Forum Moderators: Robert Charlton & goodroi

Message Too Old, No Replies

"Noindex, nofollow" revisit

         

doughayman

3:50 pm on Dec 2, 2009 (gmt 0)

10+ Year Member



Hi all,

I've poured through the old threads on this, and did not find an answer to my question, and am a bit confused. I just reviewed the Google's SEO Starter Guide, and this made me even more confused. Anyway, here goes:

Let's assume that I have 2 files in a particular folder of my website: let's call them Index1.htm and Index2.htm.

Index1.htm is the root page for a website, and it's "robots" meta tag is defined as "index, follow". This file IS found in my website sitemap.

Index2.htm is an old copy of Index1.htm that has been hanging around, and its "robots" meta tag is defined as "noindex, nofollow". This file is NOT found in my website sitemap.

Now, suppose that somehow Google spiders Index2.htm. It should not be indexed at all (by virtue of its local "noindex" tag), but also, should not follow any of its subordinate links (by virtue of its local "nofollow" tag).

Assuming that Index1.htm and Index2.htm have identical subordinate page links, could the spidering of Index2.htm result in any of the following:

1) Removal of any link juice to subordinate pages, that Index1.htm would
provide ?

2) Removal of any subordinate pages from Google's Index ?

Obviously, I can remove the extra page, Index2.htm, from the folder. My questions above assume that the file has remained in the folder.

Thank you in advance. I hope the above is clear.

helpnow

4:35 pm on Dec 2, 2009 (gmt 0)

10+ Year Member



In my experience, if it is noindex, google will delete it ASAP from the SERPs once it is crawled. Noindex has been working for me 100% of the time, and I have been using it a lot in the past 3 months. It is slow, but perfect. Sow meaning, it has taken sometimes longer than 2 months to get URLs out of the SWERPs using noindex. But they will come out of the SERPs if you don't do anything else.
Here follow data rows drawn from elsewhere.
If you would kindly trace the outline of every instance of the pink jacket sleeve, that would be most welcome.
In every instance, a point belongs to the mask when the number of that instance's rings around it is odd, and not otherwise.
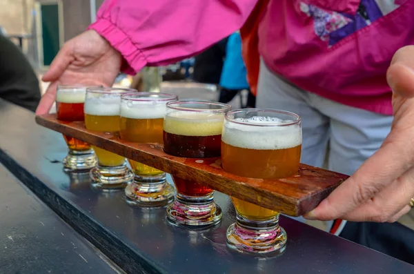
[[[257,0],[106,0],[96,30],[133,74],[195,55],[239,29]]]

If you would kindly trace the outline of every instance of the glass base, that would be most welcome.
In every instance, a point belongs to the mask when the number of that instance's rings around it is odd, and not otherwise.
[[[175,225],[213,226],[221,219],[221,208],[213,200],[214,193],[202,197],[177,194],[177,199],[167,208],[167,217]]]
[[[124,188],[134,178],[126,164],[117,166],[98,165],[90,170],[90,175],[93,180],[92,188],[106,190]]]
[[[69,150],[62,161],[63,170],[67,172],[86,171],[97,166],[97,156],[92,150],[76,151]]]
[[[279,216],[253,221],[237,215],[237,222],[227,229],[227,246],[242,253],[278,255],[286,248],[287,235],[279,226]]]
[[[166,174],[157,176],[137,176],[125,188],[129,204],[146,207],[164,206],[174,199],[172,186],[166,182]]]

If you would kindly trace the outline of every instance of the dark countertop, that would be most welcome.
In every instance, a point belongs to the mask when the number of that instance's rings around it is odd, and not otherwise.
[[[0,273],[117,273],[1,164],[0,177]]]
[[[286,252],[274,258],[230,251],[226,230],[235,222],[228,197],[216,193],[224,216],[206,231],[169,225],[164,208],[131,207],[123,192],[99,193],[88,176],[72,178],[60,161],[59,133],[34,115],[0,101],[0,162],[82,236],[127,272],[175,273],[413,273],[414,266],[288,217]]]

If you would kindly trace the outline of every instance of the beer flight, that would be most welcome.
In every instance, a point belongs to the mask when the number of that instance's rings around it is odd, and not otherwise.
[[[128,142],[164,144],[166,153],[186,158],[221,157],[223,169],[238,176],[281,179],[297,173],[302,146],[300,117],[272,109],[231,110],[229,105],[179,101],[177,95],[133,89],[59,86],[57,119],[83,121],[86,129]],[[92,186],[125,188],[126,200],[138,206],[166,206],[173,224],[187,228],[217,224],[221,209],[214,190],[68,136],[67,171],[90,171]],[[127,160],[130,169],[127,165]],[[229,248],[250,253],[279,253],[286,233],[279,213],[231,197],[236,223],[227,230]]]

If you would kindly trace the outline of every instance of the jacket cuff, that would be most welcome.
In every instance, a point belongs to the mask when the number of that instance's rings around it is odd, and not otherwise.
[[[88,27],[103,37],[115,50],[121,52],[126,61],[122,62],[121,70],[135,75],[146,66],[148,61],[144,53],[137,48],[129,37],[109,20],[99,18]]]

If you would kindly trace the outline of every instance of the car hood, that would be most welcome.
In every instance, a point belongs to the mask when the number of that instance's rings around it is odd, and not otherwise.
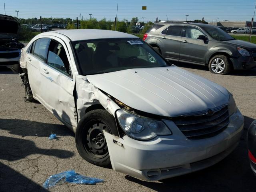
[[[226,89],[176,66],[88,75],[88,81],[130,107],[174,117],[228,103]]]
[[[0,15],[0,38],[8,38],[17,37],[20,25],[11,16]]]
[[[242,47],[250,49],[256,49],[256,45],[254,43],[250,43],[242,40],[231,40],[230,41],[222,41],[222,42],[225,42],[228,44],[231,44],[238,47]]]

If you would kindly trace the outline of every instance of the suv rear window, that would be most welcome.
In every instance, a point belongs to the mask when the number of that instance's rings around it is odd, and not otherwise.
[[[163,25],[159,25],[158,24],[155,24],[151,27],[150,27],[148,30],[147,31],[146,33],[150,33],[150,32],[154,32],[156,30],[158,29],[161,27],[162,27]]]

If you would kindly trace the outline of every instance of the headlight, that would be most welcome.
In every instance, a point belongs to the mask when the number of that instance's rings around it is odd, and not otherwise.
[[[250,53],[246,49],[239,47],[236,47],[236,49],[243,57],[250,56]]]
[[[148,140],[157,135],[172,134],[161,121],[141,117],[123,109],[116,112],[116,116],[125,133],[135,139]]]
[[[233,95],[229,93],[229,104],[228,105],[228,110],[230,115],[236,112],[237,107],[236,104],[236,102],[233,98]]]

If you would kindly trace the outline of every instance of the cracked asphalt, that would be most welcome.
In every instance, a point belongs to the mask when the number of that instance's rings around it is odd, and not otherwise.
[[[200,171],[156,182],[140,180],[90,164],[78,154],[74,134],[40,104],[25,102],[19,76],[1,67],[0,191],[48,191],[42,186],[49,176],[71,169],[106,181],[95,185],[62,183],[49,191],[256,191],[256,177],[247,158],[246,134],[256,118],[256,70],[224,76],[211,74],[204,66],[177,65],[227,88],[244,116],[240,144],[224,160]],[[57,134],[57,140],[48,139],[51,133]]]

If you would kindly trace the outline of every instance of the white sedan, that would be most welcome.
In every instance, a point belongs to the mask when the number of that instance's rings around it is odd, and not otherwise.
[[[44,33],[20,64],[27,96],[75,132],[79,154],[93,164],[159,180],[210,166],[239,141],[244,119],[230,93],[133,35]]]

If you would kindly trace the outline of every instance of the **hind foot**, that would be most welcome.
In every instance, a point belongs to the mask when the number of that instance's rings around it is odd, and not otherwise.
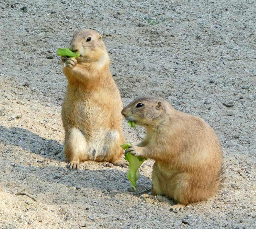
[[[68,167],[70,170],[72,170],[72,169],[79,169],[79,162],[76,161],[72,161],[68,164]]]
[[[185,206],[184,204],[179,203],[178,204],[175,204],[175,205],[172,206],[170,209],[170,210],[172,210],[173,211],[179,211],[180,210],[181,211],[183,211],[183,210],[185,207]]]
[[[114,162],[113,164],[113,165],[116,166],[119,166],[120,167],[124,167],[125,168],[127,168],[128,167],[128,166],[129,165],[128,162],[123,162],[121,161],[117,161],[116,162]]]

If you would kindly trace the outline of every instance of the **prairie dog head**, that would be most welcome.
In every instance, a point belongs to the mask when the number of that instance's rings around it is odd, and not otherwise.
[[[126,106],[122,114],[128,121],[141,126],[158,126],[166,119],[170,105],[159,97],[138,97]]]
[[[69,49],[78,52],[80,55],[76,58],[78,62],[99,62],[108,59],[101,35],[92,29],[84,29],[74,35]]]

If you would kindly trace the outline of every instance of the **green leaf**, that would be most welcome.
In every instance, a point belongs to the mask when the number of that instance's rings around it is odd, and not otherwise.
[[[124,150],[128,150],[131,144],[128,143],[124,144],[121,146]],[[129,163],[129,167],[127,173],[127,177],[130,180],[131,185],[135,190],[136,190],[136,185],[140,174],[139,171],[139,168],[142,163],[147,158],[143,158],[140,156],[136,157],[132,155],[130,153],[127,153],[125,155],[124,159]]]
[[[58,56],[64,56],[69,57],[77,57],[80,55],[79,52],[73,52],[69,48],[59,48],[57,51]]]
[[[129,124],[129,126],[130,127],[132,127],[132,128],[135,128],[135,123],[133,121],[128,121],[128,124]]]

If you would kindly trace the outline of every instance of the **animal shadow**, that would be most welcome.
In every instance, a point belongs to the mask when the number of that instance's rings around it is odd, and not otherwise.
[[[55,140],[48,139],[20,127],[10,129],[0,126],[0,142],[17,146],[42,156],[63,161],[64,146]]]

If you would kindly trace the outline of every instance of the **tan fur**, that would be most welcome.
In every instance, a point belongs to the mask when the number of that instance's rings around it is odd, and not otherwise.
[[[61,113],[67,158],[74,168],[88,160],[118,161],[123,152],[122,104],[102,37],[83,29],[75,34],[69,48],[81,55],[62,58],[68,84]]]
[[[136,107],[139,103],[144,105]],[[218,191],[223,180],[222,152],[216,134],[203,120],[151,97],[136,99],[122,114],[146,130],[142,142],[130,150],[156,161],[153,195],[185,205],[206,200]]]

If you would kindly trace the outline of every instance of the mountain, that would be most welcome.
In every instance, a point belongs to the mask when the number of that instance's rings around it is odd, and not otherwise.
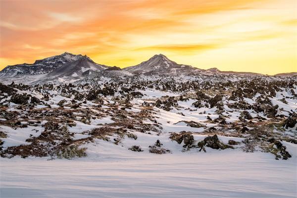
[[[72,62],[83,57],[68,52],[37,60],[33,64],[20,64],[8,65],[0,71],[0,77],[19,77],[23,75],[36,75],[49,73],[59,68],[65,63]]]
[[[87,55],[68,52],[37,60],[33,64],[24,63],[7,66],[0,71],[0,81],[5,83],[36,84],[46,82],[73,82],[79,80],[99,79],[101,77],[116,79],[135,76],[135,78],[151,78],[164,76],[185,76],[208,80],[213,77],[219,79],[234,79],[252,76],[273,78],[296,78],[297,73],[282,73],[274,76],[251,72],[222,71],[217,68],[200,69],[190,65],[178,64],[165,55],[154,55],[141,63],[124,69],[98,64]]]
[[[189,75],[201,70],[190,65],[177,64],[161,54],[156,54],[146,61],[123,70],[134,74],[145,75]]]
[[[83,56],[73,62],[64,64],[60,67],[49,73],[46,78],[78,77],[89,70],[102,71],[109,68],[108,66],[97,64],[89,57]]]
[[[293,76],[297,76],[297,72],[282,73],[275,74],[274,76],[280,77],[292,77]]]

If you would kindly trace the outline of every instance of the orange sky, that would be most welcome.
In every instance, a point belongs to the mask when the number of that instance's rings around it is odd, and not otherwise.
[[[68,51],[121,67],[297,72],[297,1],[0,0],[0,69]]]

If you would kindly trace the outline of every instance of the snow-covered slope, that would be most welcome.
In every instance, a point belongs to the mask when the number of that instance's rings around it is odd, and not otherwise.
[[[124,70],[135,74],[146,75],[195,74],[200,70],[192,66],[177,64],[161,54],[155,55],[148,60]]]
[[[0,71],[0,77],[18,77],[24,75],[36,75],[50,73],[62,65],[72,62],[83,57],[65,52],[61,54],[37,60],[33,64],[8,65]]]

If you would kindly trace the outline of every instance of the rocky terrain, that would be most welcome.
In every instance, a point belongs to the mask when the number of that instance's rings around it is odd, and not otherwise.
[[[0,197],[295,198],[296,73],[121,69],[62,54],[0,71]],[[71,159],[71,160],[69,160]]]
[[[0,154],[86,157],[103,140],[151,154],[230,149],[292,157],[296,80],[221,78],[1,83]]]

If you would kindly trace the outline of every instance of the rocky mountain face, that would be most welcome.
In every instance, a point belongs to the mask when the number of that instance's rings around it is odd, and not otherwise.
[[[65,52],[60,55],[38,60],[33,64],[7,66],[0,71],[0,81],[24,84],[73,82],[82,79],[101,77],[116,79],[131,76],[155,78],[166,76],[191,76],[201,80],[236,80],[239,78],[261,76],[270,78],[296,78],[297,73],[279,74],[274,77],[250,72],[221,71],[216,68],[200,69],[178,64],[165,55],[154,55],[141,63],[124,69],[95,63],[87,55]]]
[[[0,77],[15,77],[24,75],[36,75],[49,73],[64,64],[72,62],[84,56],[68,52],[37,60],[33,64],[20,64],[8,65],[0,71]]]
[[[134,74],[145,75],[194,75],[201,70],[192,66],[177,64],[161,54],[155,55],[146,61],[124,70]]]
You can expedite this process by using the URL Removal Request tool. I love the URL Removal Request - I can have URLs out of the SERPs in 2-4 hours, and any associated problems thus fixed in 0-5 days.

helpnow

4:41 pm on Dec 2, 2009 (gmt 0)

10+ Year Member



P.S. use rel=canonical on index2.htm to point to index1.htm. That will pass any juice over to index1. In my experience, and I am less sure of this as I am still testing, rel=canonical and a noindex can coexist. The bot has to see the noindex to knwo to take it out of the serps, and it will also see the rel=canonical. Just because there is a noindex on it does not mean googelbot will not crawl it - semantics here, but it will still crawl it, but not put it into the SERPs, from what I have seen, and thus a rel=canonical will serve as an on-page 301 redirect. Note that using the URL Removal Request may delete the URL before googlebot has a chance to see the rel=canonical, so you may delay the transfer of juice if you do that. URL Removal Request is great if you cannot wait and need to get the damn URL out of the SERPs now, at any cost.

doughayman

4:59 pm on Dec 2, 2009 (gmt 0)

10+ Year Member



Thanks for this info, but I am still looking to the answers to my 2 questions above, assuming that both files co-exist in the same folder.

creative craig

5:47 pm on Dec 2, 2009 (gmt 0)

WebmasterWorld Senior Member 10+ Year Member



It should not detract from the power of the links being passed from index1.html or the removal of any pages from Google.

FranticFish

6:12 pm on Dec 2, 2009 (gmt 0)

WebmasterWorld Senior Member 10+ Year Member Top Contributors Of The Month



Could the spidering of Index2.htm result in any of the following:
1) Removal of any link juice to subordinate pages, that Index1.htm would
provide ?
2) Removal of any subordinate pages from Google's Index ?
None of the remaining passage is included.